Not that the pines were darker there,   
nor mid-May dogwood brighter there,   
nor swifts more swift in summer air;
    it was my own country,

having its thunderclap of spring,   
its long midsummer ripening,   
its corn hoar-stiff at harvesting,
    almost like any country,

yet being mine; its face, its speech,   
its hills bent low within my reach,   
its river birch and upland beech
    were mine, of my own country.

Now the dark waters at the bow
fold back, like earth against the plow;   
foam brightens like the dogwood now
    at home, in my own country.

Biographical Information


             In 1934 Malcolm Cowley published an autobiographical literary history, Exile's Return: A Narrative of Ideas, and established himself as an important writer. Three decades later in 1965 the editor of Literary Times would write, "Malcolm Cowley is, next to Edmund Wilson, the finest literary historian and critic . . . in America today." 
             Cowley is also recognized as one of the major literary historians of the twentieth century, and his Exile's Return, if not the definitive chronicle of the 1920s, is certainly one of the most widely read. At the time the book was first published in 1934, J. D. Adams of the New York Times noted: "As the sincere attempt of a writer of our time to explain himself and his generation, to trace the flux of ideas and other influences to which he was subjected during his formative years, Mr. Cowley's book is a valuable document. It should interest the literary historian of the future no less than it must interest Mr. Cowley's contemporaries, however hard some of them may find it to grant him all his premises and to agree with all his deductions from them." Another literary history for which Cowley received considerable praise was A Second Flowering: Works and Days of the Lost Generation, which deals with the works of F. Scott Fitzgerald, Ernest Hemingway, John Dos Passos, e. e. cummings, Thornton Wilder, William Faulkner, Thomas Wolfe, and Hart Crane.
              Regarding his own career, Cowley explained to Southern Review interviewer Diane U. Eisenberg: "I didn't drive myself to write some big work that was really expected of me.
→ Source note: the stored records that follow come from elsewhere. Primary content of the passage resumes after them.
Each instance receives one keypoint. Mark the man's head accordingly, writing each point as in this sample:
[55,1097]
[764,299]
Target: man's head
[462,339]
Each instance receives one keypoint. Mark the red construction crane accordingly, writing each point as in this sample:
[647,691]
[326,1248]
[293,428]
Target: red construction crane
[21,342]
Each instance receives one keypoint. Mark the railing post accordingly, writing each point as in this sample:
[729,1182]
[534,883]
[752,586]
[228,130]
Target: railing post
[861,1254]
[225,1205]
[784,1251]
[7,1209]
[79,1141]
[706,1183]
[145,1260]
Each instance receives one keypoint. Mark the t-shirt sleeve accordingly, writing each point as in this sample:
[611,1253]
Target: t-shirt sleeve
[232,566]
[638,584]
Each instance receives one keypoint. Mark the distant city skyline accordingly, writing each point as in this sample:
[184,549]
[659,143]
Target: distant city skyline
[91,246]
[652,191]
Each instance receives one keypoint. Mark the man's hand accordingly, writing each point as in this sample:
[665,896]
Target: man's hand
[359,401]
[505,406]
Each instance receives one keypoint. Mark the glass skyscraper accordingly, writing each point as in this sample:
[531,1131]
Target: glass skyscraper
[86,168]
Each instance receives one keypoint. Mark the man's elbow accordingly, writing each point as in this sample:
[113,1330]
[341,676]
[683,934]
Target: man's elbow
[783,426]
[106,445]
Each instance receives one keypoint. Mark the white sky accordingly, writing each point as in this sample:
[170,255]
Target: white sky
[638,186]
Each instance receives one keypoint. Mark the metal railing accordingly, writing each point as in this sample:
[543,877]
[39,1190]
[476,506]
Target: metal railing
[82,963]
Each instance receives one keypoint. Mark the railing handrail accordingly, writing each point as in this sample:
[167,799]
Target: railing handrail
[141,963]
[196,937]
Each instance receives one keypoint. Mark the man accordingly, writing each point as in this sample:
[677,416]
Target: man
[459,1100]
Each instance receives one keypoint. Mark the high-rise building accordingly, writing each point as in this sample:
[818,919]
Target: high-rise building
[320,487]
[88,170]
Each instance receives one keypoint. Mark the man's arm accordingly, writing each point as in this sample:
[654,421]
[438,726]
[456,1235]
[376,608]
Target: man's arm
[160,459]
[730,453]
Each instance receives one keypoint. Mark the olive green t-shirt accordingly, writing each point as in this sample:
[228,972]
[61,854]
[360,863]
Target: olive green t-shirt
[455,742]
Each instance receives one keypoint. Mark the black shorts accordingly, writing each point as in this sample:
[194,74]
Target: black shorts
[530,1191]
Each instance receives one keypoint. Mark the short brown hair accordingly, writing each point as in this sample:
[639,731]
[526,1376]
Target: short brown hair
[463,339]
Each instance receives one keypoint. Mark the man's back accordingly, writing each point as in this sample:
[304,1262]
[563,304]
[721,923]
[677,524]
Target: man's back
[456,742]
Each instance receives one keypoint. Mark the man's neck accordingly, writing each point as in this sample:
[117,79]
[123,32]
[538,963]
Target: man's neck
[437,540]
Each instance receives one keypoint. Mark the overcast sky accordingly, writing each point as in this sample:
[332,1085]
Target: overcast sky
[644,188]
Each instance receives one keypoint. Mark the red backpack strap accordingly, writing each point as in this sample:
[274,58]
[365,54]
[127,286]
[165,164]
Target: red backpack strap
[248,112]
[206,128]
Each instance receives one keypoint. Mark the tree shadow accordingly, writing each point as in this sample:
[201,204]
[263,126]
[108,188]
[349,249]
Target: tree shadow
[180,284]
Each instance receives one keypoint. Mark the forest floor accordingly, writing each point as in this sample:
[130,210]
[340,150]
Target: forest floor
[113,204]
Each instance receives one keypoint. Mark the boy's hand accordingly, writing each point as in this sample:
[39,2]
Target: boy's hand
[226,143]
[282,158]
I had chances, too, but I didn't drive myself to finish it. And the fact that I didn't drive myself hard enough in my twenties is the big error I made. I should have been looking much more at the big overall pattern . . . keeping at producing bigger books." The majority of Cowley's books were published after his seventieth birthday. He retired from writing in 1983, and from then on remained on the sidelines of literary study. His papers are housed at the Newberry Library, Chicago, and at Yale University.
(biographical information from poetryfoundation.org)

Explanation of  Technique

              In refrain poems, lines or phrases are repeated at certain periods within a poem. Usually, the lines or phrases are repeated at the end of a stanza. Throughout a refrain poem the intensity and tone of it can build, because of the repeated phrases or lines. The refrain featured in, "The Long Voyage", is country.

Interpretation of Poem

            This poem by Malcolm Cowley, describes a man voyaging back to his home country.  The man in the poem tells the reader about his strong desire of getting back to his home country and gives words to illustrate it. The message this poem is trying to get across to the reader is, there is nothing like home. Being home can provide comfort and love, especially if you have loved ones in your home country.

(picture from tripadvisor.com)

Visual Explanation

          The picture above is of a boat getting ready to arrive upon shore and dock. I think this picture illustrates the poem good, because the man in the poem too is arriving upon shore and be back in his home country. The poem tells the reader how wonderful and comforting home can be.